Study. Ankrd17 Function In Cell Cycle Regulation

cell cycle progression is principally governed by cyclin-dependent kinase that binds with cell cycle-specific regulatory subunits known as cyclins. A specific phase of the cell cycle is under the control of a specific class of cyclin/CDK complex. Previous studies have found that some proteins interacting with Cyclin/CDK2 complex play a critical role in cell cycle progression. Whereas, the mechanisms that Cyclin/CDK2 complex regulates cell cycle progression are not fully understood partly because few substrates of this complex have be identified.My lab had isolated a protein Ankrd17 that interacts with CDK2 by Tandem affinity purification (TAP). Some results have suggested that Ankrd17 is a substrate of CyclinE/CDK2 in human cells.
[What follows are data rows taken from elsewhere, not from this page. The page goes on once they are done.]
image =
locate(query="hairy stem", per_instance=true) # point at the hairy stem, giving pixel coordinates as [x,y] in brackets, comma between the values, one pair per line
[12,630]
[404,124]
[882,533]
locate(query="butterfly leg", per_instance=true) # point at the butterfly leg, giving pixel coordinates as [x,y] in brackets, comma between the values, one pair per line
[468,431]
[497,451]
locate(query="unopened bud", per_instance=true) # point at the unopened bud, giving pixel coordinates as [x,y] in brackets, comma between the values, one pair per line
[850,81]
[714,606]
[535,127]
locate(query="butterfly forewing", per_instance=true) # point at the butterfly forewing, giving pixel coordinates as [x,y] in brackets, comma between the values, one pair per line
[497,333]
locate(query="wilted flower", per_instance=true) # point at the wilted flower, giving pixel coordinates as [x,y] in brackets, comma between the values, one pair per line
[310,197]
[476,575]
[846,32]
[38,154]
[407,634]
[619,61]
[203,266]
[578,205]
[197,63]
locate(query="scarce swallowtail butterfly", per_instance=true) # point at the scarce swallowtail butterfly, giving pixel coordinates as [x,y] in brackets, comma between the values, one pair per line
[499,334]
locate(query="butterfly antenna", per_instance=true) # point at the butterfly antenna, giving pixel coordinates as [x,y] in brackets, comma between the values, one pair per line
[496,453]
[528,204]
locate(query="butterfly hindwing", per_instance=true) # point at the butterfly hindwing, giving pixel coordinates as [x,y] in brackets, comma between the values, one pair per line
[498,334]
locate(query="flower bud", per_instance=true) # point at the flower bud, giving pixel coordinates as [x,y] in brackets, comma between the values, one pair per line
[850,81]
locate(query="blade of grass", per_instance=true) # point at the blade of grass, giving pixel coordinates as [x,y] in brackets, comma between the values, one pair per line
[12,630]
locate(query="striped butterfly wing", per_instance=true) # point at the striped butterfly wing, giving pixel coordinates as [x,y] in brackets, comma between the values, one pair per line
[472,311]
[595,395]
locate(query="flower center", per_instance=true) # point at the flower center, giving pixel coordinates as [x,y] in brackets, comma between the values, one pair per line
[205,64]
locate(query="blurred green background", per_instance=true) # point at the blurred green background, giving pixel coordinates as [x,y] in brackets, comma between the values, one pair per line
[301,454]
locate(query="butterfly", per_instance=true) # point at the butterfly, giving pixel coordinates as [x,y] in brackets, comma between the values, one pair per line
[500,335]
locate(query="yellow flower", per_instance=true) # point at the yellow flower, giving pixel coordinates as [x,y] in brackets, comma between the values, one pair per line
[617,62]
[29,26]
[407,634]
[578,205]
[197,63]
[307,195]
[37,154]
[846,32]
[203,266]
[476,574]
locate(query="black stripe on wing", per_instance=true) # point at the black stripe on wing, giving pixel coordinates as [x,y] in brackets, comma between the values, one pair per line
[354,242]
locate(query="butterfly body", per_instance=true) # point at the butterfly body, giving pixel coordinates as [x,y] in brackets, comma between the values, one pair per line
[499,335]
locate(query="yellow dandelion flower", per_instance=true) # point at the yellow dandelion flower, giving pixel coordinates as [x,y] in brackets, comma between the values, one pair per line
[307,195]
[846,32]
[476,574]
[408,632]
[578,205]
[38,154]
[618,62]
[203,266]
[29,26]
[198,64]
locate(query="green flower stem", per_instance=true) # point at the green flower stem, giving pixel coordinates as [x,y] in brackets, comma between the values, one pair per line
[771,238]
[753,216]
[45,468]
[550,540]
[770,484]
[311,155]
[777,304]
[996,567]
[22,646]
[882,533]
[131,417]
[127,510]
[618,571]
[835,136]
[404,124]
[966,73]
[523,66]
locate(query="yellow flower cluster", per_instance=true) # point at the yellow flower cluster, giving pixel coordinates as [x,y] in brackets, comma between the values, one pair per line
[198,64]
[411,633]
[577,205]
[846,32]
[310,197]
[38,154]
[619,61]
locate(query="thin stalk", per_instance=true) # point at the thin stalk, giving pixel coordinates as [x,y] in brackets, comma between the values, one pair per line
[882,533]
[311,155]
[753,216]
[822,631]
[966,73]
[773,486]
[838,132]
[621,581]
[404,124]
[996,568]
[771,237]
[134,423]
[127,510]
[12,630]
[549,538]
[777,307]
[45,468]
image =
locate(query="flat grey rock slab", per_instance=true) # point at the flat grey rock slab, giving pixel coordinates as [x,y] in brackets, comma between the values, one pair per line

This study was therefore designed to observe the effects of the protein Ankrd17 on cell cycle progression. First, to examine the expression of Ankrd17 mRNA in seven kinds of human different tissues and the mRNA lever of Ankrd17 throughout the cycle in tumour cell HCT116 and normal cell 2BS by RT-PCR. The results suggest Ankrd17 is constitutive expression in different kinds of human tissues and appears to be expressed in all phase of the cell cycle in 2BS and HCT116 cell. The second, to construct eukaryotic expressing vector of human Ankrd17 and then test its expression in human colorectal cancer cell line HCT116. To analyze the function of Ankrd17 when it interacts with CyclinE/CDK2 complex on cell cycle progression in HCT116 by selection of EGFP positive cells which were cotransfected with pBB14 and pDEST -flag-Ankrd17 vectors. The results suggest overexpression Ankrd17 increase the S-phase population, the protein may play a role at the G1/S boundry. At the same time, to constructe Prokaryotic expression vector of CyclinA1, expressed and purified the fusion protein GST-CyclinA1 for investigating further whether Ankrd17 is associated with CyclinA/CDK2 in vivo or whether it is also a substrate of this kinase complex. The third, to find effective recombinant retrovirus vectors expressing siRNA for Ankrd17 gene knockdown and then to establish Ankrd17-deficient stable cell line for analyzing the effect of Ankrd17 gene in cell cycle progression.